= Texas Archive of the Moving Image =

Film archive in Austin, Texas

The Texas Archive of the Moving Image (TAMI) is an independent 501(c)(3) organization founded in 2002 by film archivist and University of Texas at Austin professor Caroline Frick, PhD. TAMI's mission is to preserve, study, and exhibit Texas film heritage. The organization has three main projects: the TAMI Online Collection, the Texas Film Round-Up, and Teach Texas. Its offices are located in Austin, Texas at the Baker Center.

==Online collection==
The Texas Archive of the Moving Image website is a streaming video website that includes a variety of Texas-related films such as home movies, industrial films, local television, and orphan film materials as well as TAMI-curated online exhibits.

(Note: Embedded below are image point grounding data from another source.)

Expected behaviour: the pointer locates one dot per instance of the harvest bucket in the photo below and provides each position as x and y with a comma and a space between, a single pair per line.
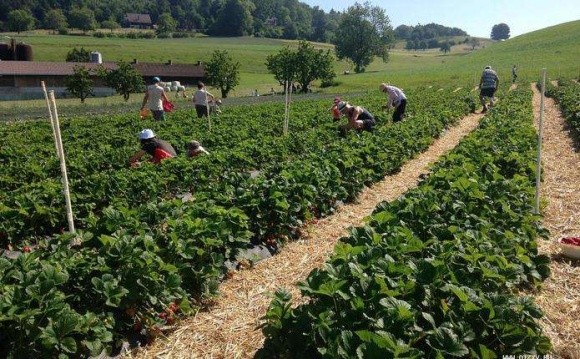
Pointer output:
144, 113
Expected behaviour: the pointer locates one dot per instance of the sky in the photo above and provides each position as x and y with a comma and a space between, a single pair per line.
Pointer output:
474, 17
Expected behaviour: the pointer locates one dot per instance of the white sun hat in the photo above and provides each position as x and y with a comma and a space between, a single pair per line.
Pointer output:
146, 134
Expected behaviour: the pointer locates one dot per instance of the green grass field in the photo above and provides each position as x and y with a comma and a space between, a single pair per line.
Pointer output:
554, 48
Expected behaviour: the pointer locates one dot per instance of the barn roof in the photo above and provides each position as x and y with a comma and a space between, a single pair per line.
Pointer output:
135, 18
37, 68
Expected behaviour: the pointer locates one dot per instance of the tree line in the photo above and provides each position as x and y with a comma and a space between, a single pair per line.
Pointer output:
283, 19
287, 19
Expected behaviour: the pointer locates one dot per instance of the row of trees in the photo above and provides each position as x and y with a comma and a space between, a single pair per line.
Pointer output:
221, 71
426, 32
289, 19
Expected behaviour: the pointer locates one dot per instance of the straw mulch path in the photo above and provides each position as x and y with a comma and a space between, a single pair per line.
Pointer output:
559, 296
228, 329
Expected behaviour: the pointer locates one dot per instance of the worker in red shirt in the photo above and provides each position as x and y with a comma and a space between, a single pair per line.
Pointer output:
157, 148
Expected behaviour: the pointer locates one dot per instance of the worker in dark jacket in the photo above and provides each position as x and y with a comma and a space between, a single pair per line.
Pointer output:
157, 148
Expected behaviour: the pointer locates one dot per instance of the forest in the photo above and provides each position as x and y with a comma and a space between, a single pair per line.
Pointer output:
280, 19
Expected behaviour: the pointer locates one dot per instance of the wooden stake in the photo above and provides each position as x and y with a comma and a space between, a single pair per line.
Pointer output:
63, 171
540, 136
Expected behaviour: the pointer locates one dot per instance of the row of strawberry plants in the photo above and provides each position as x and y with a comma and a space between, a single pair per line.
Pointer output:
33, 209
103, 144
567, 93
136, 267
435, 273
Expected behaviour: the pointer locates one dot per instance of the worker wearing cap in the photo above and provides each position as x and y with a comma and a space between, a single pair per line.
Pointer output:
201, 100
395, 99
488, 85
154, 97
157, 148
334, 109
194, 148
359, 118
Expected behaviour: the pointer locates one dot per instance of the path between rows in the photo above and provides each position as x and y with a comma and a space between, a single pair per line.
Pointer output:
229, 328
559, 296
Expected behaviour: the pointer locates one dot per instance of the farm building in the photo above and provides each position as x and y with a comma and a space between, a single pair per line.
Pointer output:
137, 21
22, 79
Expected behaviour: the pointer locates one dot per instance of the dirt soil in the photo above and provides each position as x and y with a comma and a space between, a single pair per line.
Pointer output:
228, 329
559, 296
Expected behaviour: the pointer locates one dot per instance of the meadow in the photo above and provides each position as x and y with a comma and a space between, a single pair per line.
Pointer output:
554, 48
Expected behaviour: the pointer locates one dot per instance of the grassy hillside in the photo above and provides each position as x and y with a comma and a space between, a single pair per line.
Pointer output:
555, 48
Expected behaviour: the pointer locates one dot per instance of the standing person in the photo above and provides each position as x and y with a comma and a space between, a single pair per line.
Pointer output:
396, 99
359, 118
157, 148
194, 148
201, 101
488, 84
154, 97
334, 109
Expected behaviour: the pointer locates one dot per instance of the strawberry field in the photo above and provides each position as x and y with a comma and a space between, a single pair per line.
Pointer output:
436, 273
142, 256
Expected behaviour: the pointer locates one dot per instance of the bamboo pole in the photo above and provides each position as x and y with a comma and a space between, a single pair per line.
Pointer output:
207, 111
51, 118
63, 171
540, 136
285, 127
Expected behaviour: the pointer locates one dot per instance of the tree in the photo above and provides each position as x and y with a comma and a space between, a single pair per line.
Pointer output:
363, 33
166, 24
222, 71
474, 42
82, 19
500, 32
55, 20
304, 65
445, 47
234, 19
110, 24
124, 79
76, 55
80, 84
20, 20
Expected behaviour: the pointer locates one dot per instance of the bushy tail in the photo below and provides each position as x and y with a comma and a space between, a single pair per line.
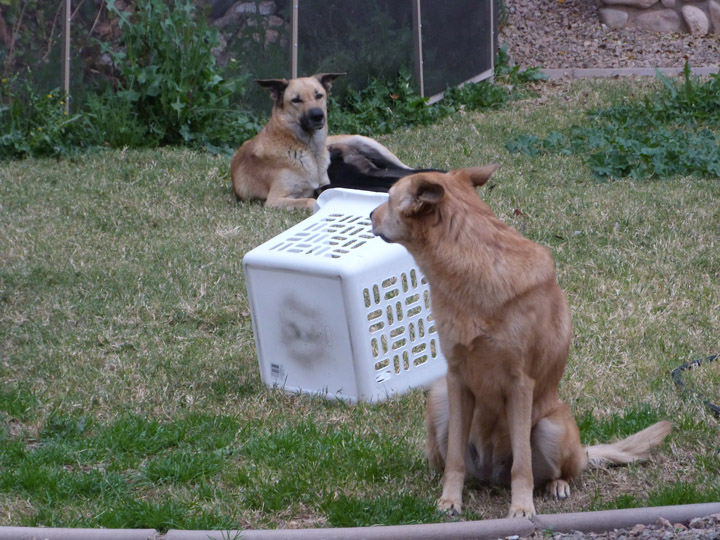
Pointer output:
633, 448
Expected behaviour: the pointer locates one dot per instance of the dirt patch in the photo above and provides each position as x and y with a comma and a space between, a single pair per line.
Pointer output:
556, 34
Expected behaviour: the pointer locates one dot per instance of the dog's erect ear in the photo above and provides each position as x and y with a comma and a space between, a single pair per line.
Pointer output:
326, 79
427, 195
478, 175
276, 86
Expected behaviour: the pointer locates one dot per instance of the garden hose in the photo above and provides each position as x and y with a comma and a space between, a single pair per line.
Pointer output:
677, 378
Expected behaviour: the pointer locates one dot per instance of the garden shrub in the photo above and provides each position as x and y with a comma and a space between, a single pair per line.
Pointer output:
34, 124
166, 72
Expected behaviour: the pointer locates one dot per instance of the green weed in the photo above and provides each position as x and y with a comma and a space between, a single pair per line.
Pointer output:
670, 133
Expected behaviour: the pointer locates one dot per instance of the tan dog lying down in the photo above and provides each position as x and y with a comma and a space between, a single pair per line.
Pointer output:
504, 328
287, 162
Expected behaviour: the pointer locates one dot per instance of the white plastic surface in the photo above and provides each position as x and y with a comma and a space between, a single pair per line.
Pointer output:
339, 312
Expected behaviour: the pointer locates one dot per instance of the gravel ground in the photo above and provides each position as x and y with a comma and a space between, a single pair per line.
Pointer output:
706, 528
568, 34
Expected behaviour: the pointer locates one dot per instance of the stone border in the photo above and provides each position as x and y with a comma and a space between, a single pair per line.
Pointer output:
587, 73
490, 529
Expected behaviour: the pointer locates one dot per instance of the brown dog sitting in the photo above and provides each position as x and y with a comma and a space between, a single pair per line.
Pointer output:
504, 328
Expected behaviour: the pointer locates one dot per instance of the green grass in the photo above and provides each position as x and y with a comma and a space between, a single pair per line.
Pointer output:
130, 392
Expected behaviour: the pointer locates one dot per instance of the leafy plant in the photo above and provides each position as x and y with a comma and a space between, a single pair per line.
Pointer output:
384, 107
673, 132
35, 124
168, 75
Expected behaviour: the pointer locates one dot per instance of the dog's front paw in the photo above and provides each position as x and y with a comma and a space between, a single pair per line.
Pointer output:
451, 507
526, 511
559, 488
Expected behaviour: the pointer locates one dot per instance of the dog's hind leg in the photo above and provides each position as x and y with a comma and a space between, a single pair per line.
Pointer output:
557, 454
519, 414
461, 404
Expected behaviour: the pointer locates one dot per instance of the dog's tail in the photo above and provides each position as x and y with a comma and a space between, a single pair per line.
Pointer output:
370, 148
636, 447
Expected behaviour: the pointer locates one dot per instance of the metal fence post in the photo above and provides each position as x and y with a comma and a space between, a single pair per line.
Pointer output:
417, 45
66, 54
294, 46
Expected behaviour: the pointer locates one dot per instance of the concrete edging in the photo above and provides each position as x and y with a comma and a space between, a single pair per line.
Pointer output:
588, 73
490, 529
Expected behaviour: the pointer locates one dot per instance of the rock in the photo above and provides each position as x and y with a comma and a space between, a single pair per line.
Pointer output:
639, 4
696, 20
613, 18
665, 20
714, 10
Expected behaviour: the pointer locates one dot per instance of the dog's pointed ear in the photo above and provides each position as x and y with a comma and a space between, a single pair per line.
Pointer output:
326, 79
276, 86
478, 176
427, 195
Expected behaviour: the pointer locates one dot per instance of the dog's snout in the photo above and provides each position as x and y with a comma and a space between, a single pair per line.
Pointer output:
313, 119
316, 114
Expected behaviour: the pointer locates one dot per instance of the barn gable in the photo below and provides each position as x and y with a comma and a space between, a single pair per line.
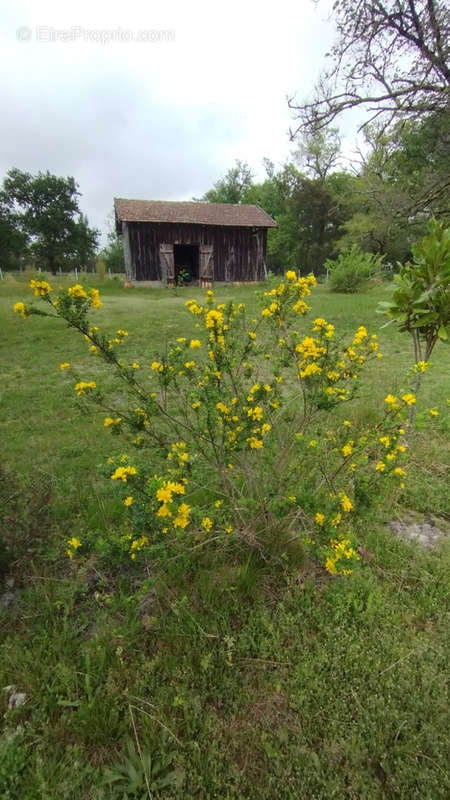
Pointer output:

The TAMI website was launched in 2008 using Glifos Social Media and the MediaWiki platform. The oldest films in the archive are a collection of Edison Studios films from the 1900 Galveston Hurricane. The TAMI site includes several curated collections with topics that include President Lyndon B. Johnson and his family, Texas during the Vietnam War, life across Texas during the 1930s and 1940s, and itinerant films. TAMI also contains unusual material produced by Texas television stations in the latter half of the 20th century. TAMI streams multiple versions of "The Kidnappers Foil," a film added to the National Film Registry in 2012, on its website. The organization also administers a sister website, www.meltonbarker.org, devoted to the topic of The Kidnappers Foil and the itinerant Texas filmmaker Melton Barker.

===Online exhibitions===
TAMI curates online exhibitions featuring materials from their holdings. Exhibitions include "When Texas Saw Red," an exhibit dedicated to the post World War II and Cold War era and how it affected Texas life; "Starring the Lone Star State," which explores the history of the film industry in Texas; "A Journey to the Moon through Texas," an award-winning exhibit that documents the Apollo Program; and "La Frontera Fluida," exploring the Texas-Mexico border.

==Texas Film Round-Up==
The Texas Film Round-Up, also known as the Texas Moving Image Archive Program, is a partnership between TAMI and the Office of the Governor’s Texas Film Commission. Via the Round-Up, TAMI provides free digitization for Texas-related films and videos in exchange for the donation of a digital copy of the material to the TAMI Video Library. Film screenings and educational exhibits about Texas media history are often part of the Round-Up activities. The Film Round-up has visited the Fort Worth, Galveston, San Angelo, Amarillo, Beaumont, Rio Grande Valley, Tyler, Lubbock, Dallas, Abilene, Longview, El Paso, Houston, Austin, and many other Texas cities since its inception in 2008.

==Teach Texas==
Teach Texas is a resource kit for educators that includes lesson plans and other materials that enable teachers to use films from the TAMI Video Library in the K-12 classroom. The resources in the Teach Texas program are coordinated with the Texas Essential Knowledge and Skills (TEKS) standards.

==Awards==
The Texas Film Round-Up received two awards from the American Association for State and Local History in 2010: the Leadership in History Award of Merit, and the WOW Award.